Make sure your version control strategy (branching, merging, local<->server mappings) keeps the relative paths between your projects & your reference paths constant.
EDIT
In response to the update in the question, let me add one more step:
4) Make sure every assembly reference in every project file uses the full .Net strong name and nothing else.
Bad:
<Reference Include="Microsoft.SqlServer.Smo">
<SpecificVersion`>False</SpecificVersion>
<HintPath>..\..\..\..\..\..\..\Program Files (x86)\Microsoft SQL Server\100\Shared\Microsoft.SqlServer.Smo.dll</HintPath>
</Reference>
Good:
<Reference Include="Microsoft.SqlServer.Smo, Version=10.0.0.0, Culture=neutral, PublicKeyToken=89845dcd8080cc91, processorArchitecture=MSIL" />
Advantages of the latter format:
Using a HintPath in a collaborative development environment will inevitably lead to situations where "it works for me" but not others. Especially your build server. Omitting it forces you to get your reference paths correct or it won't compile.

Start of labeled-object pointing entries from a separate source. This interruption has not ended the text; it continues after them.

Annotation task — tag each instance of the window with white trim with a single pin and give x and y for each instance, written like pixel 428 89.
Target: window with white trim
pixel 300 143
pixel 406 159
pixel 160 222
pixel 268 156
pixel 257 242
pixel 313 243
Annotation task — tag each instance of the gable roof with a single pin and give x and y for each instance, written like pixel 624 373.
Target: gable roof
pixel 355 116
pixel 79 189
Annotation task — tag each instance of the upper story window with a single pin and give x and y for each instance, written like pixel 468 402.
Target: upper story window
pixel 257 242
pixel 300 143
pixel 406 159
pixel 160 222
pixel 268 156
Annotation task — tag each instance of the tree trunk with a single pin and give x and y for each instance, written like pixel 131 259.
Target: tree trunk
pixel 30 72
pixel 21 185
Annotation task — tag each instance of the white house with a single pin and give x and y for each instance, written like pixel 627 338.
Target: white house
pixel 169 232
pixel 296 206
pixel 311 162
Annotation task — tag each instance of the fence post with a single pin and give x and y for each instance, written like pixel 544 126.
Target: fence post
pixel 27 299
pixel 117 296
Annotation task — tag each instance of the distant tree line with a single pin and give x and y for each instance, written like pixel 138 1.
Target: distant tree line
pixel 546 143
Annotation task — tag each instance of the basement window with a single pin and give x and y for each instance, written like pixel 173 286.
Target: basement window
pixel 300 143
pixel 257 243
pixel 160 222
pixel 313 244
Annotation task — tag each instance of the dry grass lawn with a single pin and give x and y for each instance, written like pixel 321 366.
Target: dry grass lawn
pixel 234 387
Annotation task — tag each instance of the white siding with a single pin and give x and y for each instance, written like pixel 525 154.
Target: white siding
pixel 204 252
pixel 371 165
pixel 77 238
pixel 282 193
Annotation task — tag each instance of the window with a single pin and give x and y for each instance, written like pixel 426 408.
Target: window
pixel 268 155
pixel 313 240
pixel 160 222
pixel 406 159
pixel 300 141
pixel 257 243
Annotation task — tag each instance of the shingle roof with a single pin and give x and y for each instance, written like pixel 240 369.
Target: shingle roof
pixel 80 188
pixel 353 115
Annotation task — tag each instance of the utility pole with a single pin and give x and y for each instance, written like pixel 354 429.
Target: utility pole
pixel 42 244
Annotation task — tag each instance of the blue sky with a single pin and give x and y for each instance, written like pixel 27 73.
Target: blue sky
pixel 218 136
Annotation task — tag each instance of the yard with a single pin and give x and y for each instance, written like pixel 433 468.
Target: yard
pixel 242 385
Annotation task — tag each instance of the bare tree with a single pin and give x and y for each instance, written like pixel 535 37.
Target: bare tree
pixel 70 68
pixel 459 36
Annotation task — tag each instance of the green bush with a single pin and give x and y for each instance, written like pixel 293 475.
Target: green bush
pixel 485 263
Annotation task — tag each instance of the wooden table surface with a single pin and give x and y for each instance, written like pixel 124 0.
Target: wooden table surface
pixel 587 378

Using a weak name invites the possibility of "DLL hell." Once you use strong names then it's safe to have multiple versions of the same assembly in your reference paths because the linker will only load ones that match every criterion. In addition, if you decide to update some assemblies in place (instead of adding copies), then you'll be notified of any breaking changes at compile time instead of whenever the bugs start coming in.
Adding to what everybody else is saying, it basically comes down to two things:
Making sure that all developers have the same versions of external libraries
Making sure that all developers have the external libraries located in the same place (at least, relative to the source code)

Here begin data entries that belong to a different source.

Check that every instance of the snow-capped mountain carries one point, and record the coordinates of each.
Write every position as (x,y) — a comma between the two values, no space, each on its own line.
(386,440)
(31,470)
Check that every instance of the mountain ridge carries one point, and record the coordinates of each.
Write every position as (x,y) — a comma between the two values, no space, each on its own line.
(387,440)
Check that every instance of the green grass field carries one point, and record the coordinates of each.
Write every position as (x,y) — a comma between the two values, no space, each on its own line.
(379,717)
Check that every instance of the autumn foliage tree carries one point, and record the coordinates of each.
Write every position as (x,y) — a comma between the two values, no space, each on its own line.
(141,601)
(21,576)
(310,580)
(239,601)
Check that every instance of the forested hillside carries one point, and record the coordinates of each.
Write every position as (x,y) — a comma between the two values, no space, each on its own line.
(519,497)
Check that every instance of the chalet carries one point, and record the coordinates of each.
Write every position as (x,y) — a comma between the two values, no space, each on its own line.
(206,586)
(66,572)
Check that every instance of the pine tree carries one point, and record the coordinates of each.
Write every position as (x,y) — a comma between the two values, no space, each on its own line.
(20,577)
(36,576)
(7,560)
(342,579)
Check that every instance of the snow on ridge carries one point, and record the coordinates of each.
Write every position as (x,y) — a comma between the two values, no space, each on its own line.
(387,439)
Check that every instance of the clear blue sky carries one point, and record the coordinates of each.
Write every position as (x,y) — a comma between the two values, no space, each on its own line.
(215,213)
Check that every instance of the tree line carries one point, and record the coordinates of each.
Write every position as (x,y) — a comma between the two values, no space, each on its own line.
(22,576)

As Richard Berg points out, you can use ReferencePath and/or AdditionalReferencePath to help solve #2. If you're using msbuild in your build process (in our case, we're using CruiseControl instead of MS Team Build), you can also pass ReferencePath to it on the command line. To solve #1, I've found svn:externals to be useful (if you're using SVN).

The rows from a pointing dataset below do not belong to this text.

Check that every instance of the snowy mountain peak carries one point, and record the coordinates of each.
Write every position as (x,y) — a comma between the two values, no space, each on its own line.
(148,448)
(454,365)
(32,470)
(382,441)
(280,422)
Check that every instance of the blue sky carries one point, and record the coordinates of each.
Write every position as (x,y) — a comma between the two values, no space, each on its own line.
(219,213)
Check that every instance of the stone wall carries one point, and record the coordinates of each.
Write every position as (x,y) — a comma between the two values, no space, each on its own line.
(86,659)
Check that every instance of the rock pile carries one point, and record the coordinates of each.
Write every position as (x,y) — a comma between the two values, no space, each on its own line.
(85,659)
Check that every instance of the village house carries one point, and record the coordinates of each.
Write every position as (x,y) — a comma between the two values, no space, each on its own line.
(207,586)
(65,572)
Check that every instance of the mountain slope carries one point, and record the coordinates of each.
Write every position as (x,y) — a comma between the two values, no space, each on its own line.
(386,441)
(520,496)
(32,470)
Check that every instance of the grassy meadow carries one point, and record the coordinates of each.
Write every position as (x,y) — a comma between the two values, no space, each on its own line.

My experience with Maven is that it's way overkill for most purposes.
I usually have a separate folder structure on the source control for extrenal or Internal dependencies, and these filders have the assemblies according to build or version number for example
public\External\libraries\Nunit\2.6\
or
Public\Internal\libraries\Logger\5.4.312\
and inside the solutions all the projects that need to use any of the dependencies just adds a reference to that assemblies in the public internal or extrenal folders.